A soluble, 139-residue COOH-terminal polypeptide fragment of the Rieske iron-sulfur protein of the cytochrome b6f complex from spinach chloroplasts was obtained by limited proteolysis of the complex and a two-step chromatography purification protocol. The purified Rieske iron-sulfur protein fragment was characterized by: (i) a single NH2-terminal sequence, NH2-Phe-Val-Pro-Pro-Gly-Gly, starting with residue 41 of the intact Rieske protein; (ii) a single molecular weight species determined by mass spectrometry with a molecular weight of 14,620 +/- 2 without the [2Fe-2S] cluster; (iii) an optical absorbance spectrum with redox- and pH-dependent maxima and minima; and (iv) a reduced-oxidized optical difference spectrum characterized by DeltaepsilonmM = 3.8 mM-1 cm-1 for DeltaA at 394 versus 409 nm, which was used to determine the midpoint oxidation-reduction potential, which is +359 +/- 7 mV at 25 degrees C from pH 5.5-6.5, and +319 +/- 2 mV at pH 7, with an apparent pKox = 6.5 +/- 0.2 for the oxidized protein. The EPR spectrum measured at 17 K was characterized by the g values, gz = 2.03 and gy = 1.90, and a broad band centered at gx approximately 1.74, very similar or identical to those of the Rieske cluster in the b6f complex, implying that the environment of the [2Fe-2S] cluster is similar to that in the complex. Midpoint potential determination by low temperature EPR yielded a redox midpoint potential (Em) of +365-375 mV of the soluble Rieske fragment at pH 6 and 7 and an Em of +295-300 mV of the Rieske cluster in the cytochrome b6f complex at pH 6 and 7. The Em difference implies that the environment of the cluster in the soluble Rieske fragment is slightly more polar than that of the cluster in the intact complex. Single crystals of the Rieske polypeptide were obtained that are capable of x-ray diffraction to atomic resolution (<2.5 A), contain one molecule per asymmetric unit, a solvent content of approximately 30%, and belong to the triclinic space group P1 with cell dimensions, a = 29.1 A, b = 31.9 A, c = 35.8 A, alpha = 95.6 degrees, beta = 107.1 degrees, gamma = 117.3 degrees.
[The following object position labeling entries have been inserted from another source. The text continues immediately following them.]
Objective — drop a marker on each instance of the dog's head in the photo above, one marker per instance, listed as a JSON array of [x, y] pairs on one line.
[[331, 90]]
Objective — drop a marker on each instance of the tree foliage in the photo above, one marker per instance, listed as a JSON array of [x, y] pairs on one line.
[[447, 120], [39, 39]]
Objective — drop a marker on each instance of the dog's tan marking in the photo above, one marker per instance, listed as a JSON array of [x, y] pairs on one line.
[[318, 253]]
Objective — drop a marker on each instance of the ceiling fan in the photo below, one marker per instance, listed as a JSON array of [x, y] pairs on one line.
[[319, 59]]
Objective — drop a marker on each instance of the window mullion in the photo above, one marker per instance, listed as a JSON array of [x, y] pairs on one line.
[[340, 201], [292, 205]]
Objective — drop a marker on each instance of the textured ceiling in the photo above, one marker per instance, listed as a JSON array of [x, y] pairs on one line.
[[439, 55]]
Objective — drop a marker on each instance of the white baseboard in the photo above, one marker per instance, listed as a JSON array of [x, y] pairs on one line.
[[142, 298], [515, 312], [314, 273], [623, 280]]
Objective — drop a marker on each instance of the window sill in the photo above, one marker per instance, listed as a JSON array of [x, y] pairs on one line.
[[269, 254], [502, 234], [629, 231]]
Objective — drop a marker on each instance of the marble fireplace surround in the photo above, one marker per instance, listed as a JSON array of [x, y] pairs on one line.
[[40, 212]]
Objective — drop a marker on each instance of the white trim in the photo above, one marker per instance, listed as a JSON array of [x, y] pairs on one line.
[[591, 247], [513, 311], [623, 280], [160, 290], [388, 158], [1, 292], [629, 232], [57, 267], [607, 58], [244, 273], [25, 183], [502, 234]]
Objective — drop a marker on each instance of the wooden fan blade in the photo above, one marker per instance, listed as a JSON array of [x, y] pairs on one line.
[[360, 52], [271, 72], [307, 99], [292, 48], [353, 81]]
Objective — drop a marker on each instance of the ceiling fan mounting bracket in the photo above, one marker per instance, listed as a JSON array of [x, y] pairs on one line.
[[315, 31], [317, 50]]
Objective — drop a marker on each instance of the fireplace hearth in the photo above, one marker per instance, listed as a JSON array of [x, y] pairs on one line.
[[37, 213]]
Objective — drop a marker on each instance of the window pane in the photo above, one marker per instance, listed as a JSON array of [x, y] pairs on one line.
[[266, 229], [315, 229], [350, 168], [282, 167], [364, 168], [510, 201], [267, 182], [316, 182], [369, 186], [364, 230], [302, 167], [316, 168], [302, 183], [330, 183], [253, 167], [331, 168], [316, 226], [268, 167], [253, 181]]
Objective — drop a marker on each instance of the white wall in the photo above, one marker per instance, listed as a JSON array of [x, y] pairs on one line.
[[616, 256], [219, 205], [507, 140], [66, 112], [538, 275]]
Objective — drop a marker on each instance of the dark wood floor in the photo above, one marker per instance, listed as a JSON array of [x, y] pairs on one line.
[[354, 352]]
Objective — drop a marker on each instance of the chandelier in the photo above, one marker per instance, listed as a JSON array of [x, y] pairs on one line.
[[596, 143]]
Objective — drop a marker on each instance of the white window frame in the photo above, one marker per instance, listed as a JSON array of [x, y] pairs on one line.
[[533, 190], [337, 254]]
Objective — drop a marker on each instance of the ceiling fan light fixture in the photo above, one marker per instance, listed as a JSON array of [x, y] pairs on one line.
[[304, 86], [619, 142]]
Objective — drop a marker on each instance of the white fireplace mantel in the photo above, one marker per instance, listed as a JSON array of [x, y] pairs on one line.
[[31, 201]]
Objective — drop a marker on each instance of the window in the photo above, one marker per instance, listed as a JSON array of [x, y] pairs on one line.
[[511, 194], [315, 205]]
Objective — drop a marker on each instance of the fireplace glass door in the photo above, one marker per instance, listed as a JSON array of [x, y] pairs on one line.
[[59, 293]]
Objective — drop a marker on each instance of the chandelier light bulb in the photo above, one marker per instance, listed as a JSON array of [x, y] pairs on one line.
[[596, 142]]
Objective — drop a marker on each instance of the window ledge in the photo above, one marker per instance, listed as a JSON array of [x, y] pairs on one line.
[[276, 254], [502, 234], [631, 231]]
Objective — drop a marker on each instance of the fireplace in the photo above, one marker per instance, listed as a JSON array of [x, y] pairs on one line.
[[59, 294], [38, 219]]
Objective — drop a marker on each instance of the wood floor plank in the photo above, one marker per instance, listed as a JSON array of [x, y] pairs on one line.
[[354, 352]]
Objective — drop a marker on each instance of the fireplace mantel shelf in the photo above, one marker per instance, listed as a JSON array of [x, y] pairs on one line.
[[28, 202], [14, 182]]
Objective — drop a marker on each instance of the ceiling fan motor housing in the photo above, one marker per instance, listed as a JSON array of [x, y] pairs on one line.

通过对菠菜叶绿体细胞色素b6f复合物的 Rieske 铁硫蛋白进行有限蛋白酶解,并采用两步色谱纯化方案,获得了一种可溶性的、由139个氨基酸残基组成的该蛋白的COOH末端多肽片段。纯化后的 Rieske 铁硫蛋白片段具有以下特征:(i) 单一的NH2末端序列,NH2-Phe-Val-Pro-Pro-Gly-Gly,从完整 Rieske 蛋白的第41位残基开始;(ii) 通过质谱测定的单一分子量物种,在没有[2Fe-2S]簇的情况下分子量为14,620±2;(iii) 具有氧化还原和pH依赖性最大值和最小值的光吸收光谱;(iv) 还原-氧化光差光谱,其特征在于在394与409nm处,ΔA的ΔεmM = 3.8 mM-1 cm-1,用于确定氧化还原中点电位,在25℃、pH 5.5 - 6.5时为+359±7 mV,在pH 7时为+319±2 mV,氧化蛋白的表观pKox = 6.5±0.2。在17K下测量的EPR光谱的特征在于g值,gz = 2.03和gy = 1.90,以及以gx约1.74为中心的宽带,与b6f复合物中 Rieske 簇的非常相似或相同,这意味着[2Fe-2S]簇的环境与复合物中的相似。通过低温EPR测定中点电位,在pH 6和7时,可溶性 Rieske 片段的氧化还原中点电位(Em)为+365 - 375 mV,在pH 6和7时,细胞色素b6f复合物中 Rieske 簇的Em为+295 - 300 mV。Em差异表明可溶性 Rieske 片段中簇的环境比完整复合物中簇的环境极性稍大。获得了 Rieske 多肽的单晶,其能够进行X射线衍射至原子分辨率(<2.5 Å),每个不对称单元包含一个分子,溶剂含量约为30%,属于三斜晶系空间群P1,晶胞参数为a = 29.1 Å,b = 31.9 Å,c = 35.8 Å,α = 95.6°,β = 107.1°,γ = 117.3°。